Saleh’s departure from the presidency nonetheless marks a significant juncture in Yemen’s political developments and thus presents a window of opportunity for change. However, the formal transitional period to begin after the February presidential elections will be marred by a large number of difficulties. Politically, reaching agreement on a new constitution will prove a major challenge as conflicting views on the structure of the political institutions, the territorial organisation of the state, the role of religion, and the future of members and supporters of the old regime will have to be sustainably reconciled. Economically, the country has struggled for years with declining hydrocarbon reserves, high unemployment, and the consequences of immigration, emigration, and transmigration. Social tensions between different segments of Yemen’s society overlap and cut across existing political, religious/secular, geographical, tribal, and cultural divides and are unlikely to decrease amid probable further political instability and economic decline. Nor should one dismiss the danger of an already volatile security situation to escalate: fears of an imminent civil war may be overstated, but the multiple threats from northern and southern insurgents and from AQAP, the shifting alliances among them and between them and other domestic allies and external backers must not be underestimated.
The key priorities for whatever shape and form the engagement of the Friends of Yemen (or a similar international forum) may take must therefore be to work with all political forces in Yemen to prevent an outbreak of major violence as they compete for power and influence in the country, to contain and delimit the threat of AQAP, and to initiate a process of economic stabilisation and recovery. This will require sustained and well-resourced attention from the international community to Yemen-a tall order at the best of times, but especially so in the context of a continuing global economic and financial crisis, heightened tensions across the Middle East (with major flashpoints in the Persian Gulf, Syria, the Israeli-Palestinian conflict, and Iraq), and presidential elections in the US.

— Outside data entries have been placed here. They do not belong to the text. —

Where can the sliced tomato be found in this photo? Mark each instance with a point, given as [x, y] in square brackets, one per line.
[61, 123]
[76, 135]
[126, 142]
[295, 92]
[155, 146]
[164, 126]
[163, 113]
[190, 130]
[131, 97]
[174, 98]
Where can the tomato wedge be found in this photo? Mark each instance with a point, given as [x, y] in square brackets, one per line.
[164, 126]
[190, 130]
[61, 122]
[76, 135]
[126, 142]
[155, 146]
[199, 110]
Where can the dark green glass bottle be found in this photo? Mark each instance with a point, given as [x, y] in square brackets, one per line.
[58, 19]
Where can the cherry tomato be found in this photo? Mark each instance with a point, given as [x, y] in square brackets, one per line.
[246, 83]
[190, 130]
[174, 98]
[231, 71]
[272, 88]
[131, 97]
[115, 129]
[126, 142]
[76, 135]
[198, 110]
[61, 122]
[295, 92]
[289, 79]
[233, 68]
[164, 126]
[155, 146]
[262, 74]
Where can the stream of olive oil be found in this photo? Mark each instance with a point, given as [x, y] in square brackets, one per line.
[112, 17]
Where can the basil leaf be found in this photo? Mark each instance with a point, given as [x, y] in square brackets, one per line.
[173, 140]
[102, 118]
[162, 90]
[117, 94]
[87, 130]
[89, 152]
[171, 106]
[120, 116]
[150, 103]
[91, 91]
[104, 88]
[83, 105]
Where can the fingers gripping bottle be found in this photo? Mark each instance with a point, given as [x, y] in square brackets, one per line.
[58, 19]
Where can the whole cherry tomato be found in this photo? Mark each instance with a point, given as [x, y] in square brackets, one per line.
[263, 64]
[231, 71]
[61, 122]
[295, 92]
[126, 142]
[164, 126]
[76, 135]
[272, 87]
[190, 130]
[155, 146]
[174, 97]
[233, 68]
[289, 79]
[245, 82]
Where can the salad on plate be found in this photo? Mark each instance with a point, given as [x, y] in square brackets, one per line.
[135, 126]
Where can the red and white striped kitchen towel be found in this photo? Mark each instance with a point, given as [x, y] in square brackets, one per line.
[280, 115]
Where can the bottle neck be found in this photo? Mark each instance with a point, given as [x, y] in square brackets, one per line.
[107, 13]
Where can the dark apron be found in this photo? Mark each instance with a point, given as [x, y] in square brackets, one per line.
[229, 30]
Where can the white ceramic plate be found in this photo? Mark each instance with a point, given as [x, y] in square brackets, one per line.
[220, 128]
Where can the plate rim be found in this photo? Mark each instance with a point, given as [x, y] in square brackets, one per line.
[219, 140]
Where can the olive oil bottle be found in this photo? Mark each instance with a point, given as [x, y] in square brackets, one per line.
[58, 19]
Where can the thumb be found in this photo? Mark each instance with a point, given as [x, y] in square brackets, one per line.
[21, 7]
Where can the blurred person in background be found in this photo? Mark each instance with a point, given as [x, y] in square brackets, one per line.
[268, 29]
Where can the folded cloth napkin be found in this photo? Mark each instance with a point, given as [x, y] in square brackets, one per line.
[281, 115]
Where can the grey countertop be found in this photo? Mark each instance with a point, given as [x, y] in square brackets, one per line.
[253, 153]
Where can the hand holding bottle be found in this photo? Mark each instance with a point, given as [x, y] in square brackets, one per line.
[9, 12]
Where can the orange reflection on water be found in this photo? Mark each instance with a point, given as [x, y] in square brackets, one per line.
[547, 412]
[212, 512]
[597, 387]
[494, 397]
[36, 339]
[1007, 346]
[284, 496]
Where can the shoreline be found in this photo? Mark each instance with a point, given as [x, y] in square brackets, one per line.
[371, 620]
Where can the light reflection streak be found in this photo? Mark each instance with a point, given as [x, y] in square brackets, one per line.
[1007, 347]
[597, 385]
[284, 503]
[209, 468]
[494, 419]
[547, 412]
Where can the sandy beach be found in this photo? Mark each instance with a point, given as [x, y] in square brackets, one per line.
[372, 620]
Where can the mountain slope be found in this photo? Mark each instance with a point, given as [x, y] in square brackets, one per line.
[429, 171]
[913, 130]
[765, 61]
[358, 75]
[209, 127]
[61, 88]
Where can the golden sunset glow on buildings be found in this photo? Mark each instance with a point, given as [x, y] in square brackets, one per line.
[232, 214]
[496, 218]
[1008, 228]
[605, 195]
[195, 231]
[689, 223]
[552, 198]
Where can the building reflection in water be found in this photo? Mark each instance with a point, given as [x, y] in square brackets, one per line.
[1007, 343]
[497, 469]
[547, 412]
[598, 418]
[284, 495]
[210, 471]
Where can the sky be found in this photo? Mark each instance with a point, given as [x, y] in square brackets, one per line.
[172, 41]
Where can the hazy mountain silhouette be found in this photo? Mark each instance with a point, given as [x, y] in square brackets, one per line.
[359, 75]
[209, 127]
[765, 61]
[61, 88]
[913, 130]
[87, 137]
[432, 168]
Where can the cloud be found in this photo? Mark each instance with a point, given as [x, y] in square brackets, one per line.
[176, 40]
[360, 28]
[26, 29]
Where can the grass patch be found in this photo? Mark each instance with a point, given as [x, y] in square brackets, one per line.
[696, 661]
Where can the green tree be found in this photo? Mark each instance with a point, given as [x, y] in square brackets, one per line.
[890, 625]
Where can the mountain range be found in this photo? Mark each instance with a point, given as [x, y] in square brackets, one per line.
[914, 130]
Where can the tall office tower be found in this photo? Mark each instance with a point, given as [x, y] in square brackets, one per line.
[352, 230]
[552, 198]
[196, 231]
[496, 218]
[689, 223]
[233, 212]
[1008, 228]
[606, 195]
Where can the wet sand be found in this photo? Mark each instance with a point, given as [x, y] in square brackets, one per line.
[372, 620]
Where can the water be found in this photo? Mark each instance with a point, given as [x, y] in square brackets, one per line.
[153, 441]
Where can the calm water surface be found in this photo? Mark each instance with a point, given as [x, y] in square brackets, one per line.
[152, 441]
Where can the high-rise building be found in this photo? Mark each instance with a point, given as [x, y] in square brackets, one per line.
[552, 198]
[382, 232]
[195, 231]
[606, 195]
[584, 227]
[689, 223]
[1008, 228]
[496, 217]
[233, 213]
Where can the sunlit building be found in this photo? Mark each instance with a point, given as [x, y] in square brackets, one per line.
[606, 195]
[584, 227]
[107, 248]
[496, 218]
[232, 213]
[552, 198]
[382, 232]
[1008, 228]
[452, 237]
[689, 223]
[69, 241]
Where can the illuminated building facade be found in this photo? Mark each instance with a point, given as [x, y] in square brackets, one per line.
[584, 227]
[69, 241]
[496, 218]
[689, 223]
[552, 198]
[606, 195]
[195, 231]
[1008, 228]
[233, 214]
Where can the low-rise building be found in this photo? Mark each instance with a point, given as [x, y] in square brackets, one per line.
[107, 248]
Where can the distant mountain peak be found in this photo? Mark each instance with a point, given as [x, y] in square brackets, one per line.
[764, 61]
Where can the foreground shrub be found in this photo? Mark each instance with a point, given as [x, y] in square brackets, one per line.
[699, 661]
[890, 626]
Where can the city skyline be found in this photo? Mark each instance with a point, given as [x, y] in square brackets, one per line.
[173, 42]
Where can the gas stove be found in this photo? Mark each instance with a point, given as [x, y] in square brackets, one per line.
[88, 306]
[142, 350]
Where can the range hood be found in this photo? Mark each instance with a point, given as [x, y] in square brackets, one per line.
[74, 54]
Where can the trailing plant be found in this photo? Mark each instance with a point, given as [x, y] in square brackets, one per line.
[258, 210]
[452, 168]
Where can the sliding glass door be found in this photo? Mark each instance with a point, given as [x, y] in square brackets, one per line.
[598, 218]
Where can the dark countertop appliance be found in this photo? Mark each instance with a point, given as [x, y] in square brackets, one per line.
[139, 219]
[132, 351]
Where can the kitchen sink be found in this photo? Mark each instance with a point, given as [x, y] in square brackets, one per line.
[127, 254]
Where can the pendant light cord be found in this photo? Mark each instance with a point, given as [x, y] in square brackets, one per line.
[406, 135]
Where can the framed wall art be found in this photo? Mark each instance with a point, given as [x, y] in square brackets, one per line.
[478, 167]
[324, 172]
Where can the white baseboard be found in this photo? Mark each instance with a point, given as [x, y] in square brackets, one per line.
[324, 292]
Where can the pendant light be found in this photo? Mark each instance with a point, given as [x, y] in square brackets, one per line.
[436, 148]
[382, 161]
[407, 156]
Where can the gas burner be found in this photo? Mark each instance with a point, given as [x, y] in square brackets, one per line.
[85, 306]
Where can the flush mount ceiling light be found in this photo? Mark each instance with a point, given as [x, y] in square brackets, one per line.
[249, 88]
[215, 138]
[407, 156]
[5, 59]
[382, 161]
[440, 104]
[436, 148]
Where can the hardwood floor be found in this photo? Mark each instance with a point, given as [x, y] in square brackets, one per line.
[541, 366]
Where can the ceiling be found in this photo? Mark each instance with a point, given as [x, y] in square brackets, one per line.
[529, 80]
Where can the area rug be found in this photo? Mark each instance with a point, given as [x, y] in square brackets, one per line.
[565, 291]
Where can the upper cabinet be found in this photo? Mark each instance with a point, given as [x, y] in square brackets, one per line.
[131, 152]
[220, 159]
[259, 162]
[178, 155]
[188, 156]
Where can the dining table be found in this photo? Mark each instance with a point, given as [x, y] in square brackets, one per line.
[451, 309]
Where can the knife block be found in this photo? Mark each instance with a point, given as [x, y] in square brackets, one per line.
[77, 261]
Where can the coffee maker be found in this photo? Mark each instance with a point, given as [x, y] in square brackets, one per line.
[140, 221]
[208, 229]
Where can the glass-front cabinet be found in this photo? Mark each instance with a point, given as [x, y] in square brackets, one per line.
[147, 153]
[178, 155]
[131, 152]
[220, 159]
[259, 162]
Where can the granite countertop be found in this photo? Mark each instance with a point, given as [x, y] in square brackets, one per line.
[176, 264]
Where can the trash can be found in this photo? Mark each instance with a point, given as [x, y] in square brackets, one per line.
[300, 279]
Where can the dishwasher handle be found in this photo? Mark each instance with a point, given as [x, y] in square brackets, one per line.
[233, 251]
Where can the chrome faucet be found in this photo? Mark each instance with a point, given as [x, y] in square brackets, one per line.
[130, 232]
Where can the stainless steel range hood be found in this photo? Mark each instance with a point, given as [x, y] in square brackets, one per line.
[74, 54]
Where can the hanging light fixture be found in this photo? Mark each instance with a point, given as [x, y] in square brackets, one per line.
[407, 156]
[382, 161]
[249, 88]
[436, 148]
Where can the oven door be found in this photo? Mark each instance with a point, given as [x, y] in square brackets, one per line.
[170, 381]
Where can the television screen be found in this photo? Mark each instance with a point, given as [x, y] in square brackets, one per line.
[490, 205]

Yemen’s prospects after Saleh’s departure from the presidency may thus have improved, but they are still far from good. The domestic and international management of Yemen’s crises therefore needs to set itself realistic objectives: preventing further crisis escalation would already be a significant achievement. Yet, such realism mustn’t make us lose sight of the fact that it was the pro-democracy movement among an economically and politically disillusioned young generation in Yemen that triggered the events that led to Saleh being forced from power. And while democracy may not be a panacea for Yemen’s multiple crises nor be immediately attainable, Yemen’s future without democracy will be a mirror image of its recent past, and quite possibly worse.